29 IU students from the Faculty and Staff for Student Excellence (FASE) program attended the day long symposium. Hosted from 9 a.m to 4 p.m the mentors explored workshops and networked with other students from around the world in an attempt to gain a better understanding of what it means to be a student mentor. Through networking events, keynote speakers, and workshops, the National Mentorship Symposium creates a unique opportunity for student mentors to hone their mentoring skills while providing administrators an opportunity to learn from other, similar programs.
“This event can be utilized as a platform to position faculty, staff, and administrators to either operate mentoring programs more effectively or how to develop stronger student leaders,” Smith said. “For the students themselves it’s also an opportunity to validate what it is they do in terms of their responsibilities as mentors.
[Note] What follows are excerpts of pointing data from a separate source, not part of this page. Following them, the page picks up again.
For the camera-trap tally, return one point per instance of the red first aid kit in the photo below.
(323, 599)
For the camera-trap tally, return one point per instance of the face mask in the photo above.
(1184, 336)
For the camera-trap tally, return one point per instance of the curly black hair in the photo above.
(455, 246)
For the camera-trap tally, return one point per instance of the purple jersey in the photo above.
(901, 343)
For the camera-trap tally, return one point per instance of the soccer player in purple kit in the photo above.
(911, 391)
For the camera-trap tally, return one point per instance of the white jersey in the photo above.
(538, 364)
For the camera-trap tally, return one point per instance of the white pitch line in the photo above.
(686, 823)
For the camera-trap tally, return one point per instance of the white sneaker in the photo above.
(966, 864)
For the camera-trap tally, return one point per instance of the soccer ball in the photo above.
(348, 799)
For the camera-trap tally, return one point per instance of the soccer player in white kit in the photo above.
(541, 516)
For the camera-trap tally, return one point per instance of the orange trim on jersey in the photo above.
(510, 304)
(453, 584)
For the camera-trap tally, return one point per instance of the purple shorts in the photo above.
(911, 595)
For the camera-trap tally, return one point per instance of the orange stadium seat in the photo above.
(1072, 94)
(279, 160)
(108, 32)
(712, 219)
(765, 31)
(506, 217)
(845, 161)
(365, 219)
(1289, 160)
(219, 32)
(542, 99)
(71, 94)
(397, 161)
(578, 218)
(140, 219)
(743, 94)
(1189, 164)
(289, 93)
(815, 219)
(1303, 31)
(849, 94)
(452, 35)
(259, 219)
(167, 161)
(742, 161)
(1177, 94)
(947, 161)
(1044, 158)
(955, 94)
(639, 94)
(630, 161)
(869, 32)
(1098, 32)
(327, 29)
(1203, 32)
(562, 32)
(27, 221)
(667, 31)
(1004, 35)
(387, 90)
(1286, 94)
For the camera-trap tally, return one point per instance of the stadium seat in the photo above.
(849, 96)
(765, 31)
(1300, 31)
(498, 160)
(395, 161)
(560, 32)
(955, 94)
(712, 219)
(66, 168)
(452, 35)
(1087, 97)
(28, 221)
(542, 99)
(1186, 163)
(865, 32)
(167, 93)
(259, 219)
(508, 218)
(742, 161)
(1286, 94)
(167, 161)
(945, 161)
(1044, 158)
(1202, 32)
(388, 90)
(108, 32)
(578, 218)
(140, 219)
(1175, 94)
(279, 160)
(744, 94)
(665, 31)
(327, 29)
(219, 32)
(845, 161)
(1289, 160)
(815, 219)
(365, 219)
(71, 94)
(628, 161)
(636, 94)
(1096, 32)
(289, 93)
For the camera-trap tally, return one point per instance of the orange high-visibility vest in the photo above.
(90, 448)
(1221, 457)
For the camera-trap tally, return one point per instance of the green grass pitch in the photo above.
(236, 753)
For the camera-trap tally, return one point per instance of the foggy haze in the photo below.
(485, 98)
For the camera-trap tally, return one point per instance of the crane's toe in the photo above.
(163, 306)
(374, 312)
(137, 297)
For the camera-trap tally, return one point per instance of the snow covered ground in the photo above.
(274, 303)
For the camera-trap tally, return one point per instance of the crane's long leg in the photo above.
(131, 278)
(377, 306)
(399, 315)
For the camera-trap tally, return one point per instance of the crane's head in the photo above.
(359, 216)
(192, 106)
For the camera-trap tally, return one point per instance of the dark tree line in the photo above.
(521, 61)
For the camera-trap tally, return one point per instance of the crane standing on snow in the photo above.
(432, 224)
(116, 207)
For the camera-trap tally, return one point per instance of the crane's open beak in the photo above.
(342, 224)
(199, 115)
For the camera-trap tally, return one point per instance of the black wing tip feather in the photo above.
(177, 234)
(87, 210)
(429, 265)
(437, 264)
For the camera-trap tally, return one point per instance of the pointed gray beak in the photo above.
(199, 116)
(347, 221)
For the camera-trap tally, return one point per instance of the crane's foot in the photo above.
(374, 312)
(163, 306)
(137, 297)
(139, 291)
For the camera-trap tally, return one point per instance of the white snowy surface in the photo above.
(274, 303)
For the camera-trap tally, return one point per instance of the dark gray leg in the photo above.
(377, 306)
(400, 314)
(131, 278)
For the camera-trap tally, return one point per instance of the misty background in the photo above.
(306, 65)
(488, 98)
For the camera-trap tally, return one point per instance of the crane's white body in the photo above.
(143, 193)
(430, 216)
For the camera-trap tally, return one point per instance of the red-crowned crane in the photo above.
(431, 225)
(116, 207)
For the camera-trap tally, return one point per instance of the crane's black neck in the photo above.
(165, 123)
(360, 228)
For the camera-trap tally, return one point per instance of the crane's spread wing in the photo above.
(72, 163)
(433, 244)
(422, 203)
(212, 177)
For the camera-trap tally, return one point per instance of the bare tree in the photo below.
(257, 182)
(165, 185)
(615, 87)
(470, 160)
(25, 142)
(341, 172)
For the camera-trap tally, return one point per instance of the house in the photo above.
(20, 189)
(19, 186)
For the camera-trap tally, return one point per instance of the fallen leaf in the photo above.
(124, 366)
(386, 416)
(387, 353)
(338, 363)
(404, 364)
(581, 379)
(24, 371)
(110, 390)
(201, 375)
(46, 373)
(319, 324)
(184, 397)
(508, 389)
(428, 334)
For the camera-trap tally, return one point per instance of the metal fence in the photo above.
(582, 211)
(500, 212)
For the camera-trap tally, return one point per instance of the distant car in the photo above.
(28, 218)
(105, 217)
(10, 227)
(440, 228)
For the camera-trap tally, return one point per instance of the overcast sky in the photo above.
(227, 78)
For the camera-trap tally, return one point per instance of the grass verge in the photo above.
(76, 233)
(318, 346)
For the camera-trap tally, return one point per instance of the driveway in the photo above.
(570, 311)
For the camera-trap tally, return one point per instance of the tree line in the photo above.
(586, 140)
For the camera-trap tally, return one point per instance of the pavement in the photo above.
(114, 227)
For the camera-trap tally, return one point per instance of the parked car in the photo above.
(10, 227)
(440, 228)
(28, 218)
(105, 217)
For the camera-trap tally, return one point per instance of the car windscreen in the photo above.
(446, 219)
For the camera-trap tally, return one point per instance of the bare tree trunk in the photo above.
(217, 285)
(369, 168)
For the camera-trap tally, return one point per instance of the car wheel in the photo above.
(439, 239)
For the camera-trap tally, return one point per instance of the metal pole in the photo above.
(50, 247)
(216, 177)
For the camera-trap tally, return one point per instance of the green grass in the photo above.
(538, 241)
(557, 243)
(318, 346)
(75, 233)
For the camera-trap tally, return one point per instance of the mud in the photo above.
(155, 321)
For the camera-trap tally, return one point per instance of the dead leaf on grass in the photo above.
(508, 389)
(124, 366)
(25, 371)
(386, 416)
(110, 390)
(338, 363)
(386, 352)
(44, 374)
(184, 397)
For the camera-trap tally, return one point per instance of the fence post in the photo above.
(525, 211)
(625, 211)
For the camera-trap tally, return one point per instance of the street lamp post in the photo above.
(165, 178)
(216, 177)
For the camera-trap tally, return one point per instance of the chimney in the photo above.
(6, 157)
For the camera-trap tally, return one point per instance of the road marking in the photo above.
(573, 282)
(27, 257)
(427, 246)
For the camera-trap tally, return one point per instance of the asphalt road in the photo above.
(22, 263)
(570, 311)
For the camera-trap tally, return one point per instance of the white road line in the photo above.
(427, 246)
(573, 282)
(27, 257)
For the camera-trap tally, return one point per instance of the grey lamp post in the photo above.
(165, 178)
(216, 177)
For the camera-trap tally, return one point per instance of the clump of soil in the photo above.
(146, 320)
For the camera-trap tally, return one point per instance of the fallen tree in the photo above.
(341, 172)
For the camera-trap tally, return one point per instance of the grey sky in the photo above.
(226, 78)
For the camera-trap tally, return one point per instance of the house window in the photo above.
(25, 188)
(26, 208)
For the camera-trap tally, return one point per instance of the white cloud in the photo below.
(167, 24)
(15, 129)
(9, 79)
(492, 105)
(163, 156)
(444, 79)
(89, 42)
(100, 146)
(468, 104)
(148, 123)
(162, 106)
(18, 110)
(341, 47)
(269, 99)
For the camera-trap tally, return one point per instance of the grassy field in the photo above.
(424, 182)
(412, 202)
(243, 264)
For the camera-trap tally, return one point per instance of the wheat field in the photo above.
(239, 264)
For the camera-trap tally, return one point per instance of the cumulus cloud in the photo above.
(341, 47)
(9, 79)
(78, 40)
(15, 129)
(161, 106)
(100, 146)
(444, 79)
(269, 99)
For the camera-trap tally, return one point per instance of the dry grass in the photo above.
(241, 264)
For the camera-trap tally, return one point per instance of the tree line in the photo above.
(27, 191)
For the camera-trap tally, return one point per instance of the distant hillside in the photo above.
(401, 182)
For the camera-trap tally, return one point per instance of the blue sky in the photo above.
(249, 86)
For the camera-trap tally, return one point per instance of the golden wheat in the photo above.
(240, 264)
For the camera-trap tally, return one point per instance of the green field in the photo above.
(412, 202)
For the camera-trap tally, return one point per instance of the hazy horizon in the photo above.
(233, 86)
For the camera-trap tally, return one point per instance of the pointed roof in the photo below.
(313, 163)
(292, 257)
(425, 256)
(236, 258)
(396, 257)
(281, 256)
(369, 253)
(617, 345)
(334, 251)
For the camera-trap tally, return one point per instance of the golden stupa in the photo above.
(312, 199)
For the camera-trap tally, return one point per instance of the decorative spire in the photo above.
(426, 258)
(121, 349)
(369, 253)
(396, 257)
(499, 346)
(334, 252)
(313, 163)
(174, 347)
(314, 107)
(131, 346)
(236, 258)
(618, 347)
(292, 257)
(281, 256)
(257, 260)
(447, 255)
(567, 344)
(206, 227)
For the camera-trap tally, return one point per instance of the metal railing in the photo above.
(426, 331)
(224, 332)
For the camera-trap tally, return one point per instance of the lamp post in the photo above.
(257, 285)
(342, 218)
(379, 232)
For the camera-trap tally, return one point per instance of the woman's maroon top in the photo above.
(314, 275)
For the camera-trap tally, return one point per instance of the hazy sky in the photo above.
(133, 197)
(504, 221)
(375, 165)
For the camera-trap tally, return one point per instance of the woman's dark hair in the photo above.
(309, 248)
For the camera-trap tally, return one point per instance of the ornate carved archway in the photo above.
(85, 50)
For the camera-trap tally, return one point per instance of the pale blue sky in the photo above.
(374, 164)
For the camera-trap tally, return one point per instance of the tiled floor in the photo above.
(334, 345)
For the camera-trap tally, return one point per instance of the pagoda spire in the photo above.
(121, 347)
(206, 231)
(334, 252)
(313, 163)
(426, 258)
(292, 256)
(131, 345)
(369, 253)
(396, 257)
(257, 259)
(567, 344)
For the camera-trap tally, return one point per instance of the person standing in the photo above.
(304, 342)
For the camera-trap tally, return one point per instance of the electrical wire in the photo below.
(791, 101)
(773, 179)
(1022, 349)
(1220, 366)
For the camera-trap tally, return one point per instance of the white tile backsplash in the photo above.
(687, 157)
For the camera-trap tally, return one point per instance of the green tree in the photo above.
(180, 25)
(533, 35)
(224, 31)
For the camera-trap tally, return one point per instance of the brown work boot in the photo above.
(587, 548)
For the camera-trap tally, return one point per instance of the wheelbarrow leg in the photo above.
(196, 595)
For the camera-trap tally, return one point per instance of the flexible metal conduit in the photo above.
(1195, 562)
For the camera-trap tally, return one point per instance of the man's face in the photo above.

By engaging and networking with other mentors from across the country FASE students gain an idea of what other mentoring programs are doing in regards to best practices.”
Originally developed as a way for students to gather and share their mentoring experiences, the symposium has since grown into an international event with schools as far away as Tokyo attending to gain and share their various mentoring techniques, strategies, and approaches to the discipline.
“It provides professional development opportunity for student leaders and peer mentors to develop their skill set and identify methods employed by other programs that can be brought back to enhance our mentoring practice. What can we implement programmatically that will increase the effectiveness of our services?”
To further explore the variations each school brought to the Symposium, the event conducted a poster contest where participating schools created educational posters describing their university’s mentoring program where the winning poster—as voted on by the students themselves—would be honored at the end of the conference. The FASE display was selected as the top poster of the mentoring symposium.
“We’re very proud of our students,” Smith said. “And what really gets me is that this was an acknowledgment not from the adults who attended the event, but from their fellow peers. It means a lot when someone—especially a peer—looks at the work you’ve done and recognizes all the effort put into it.”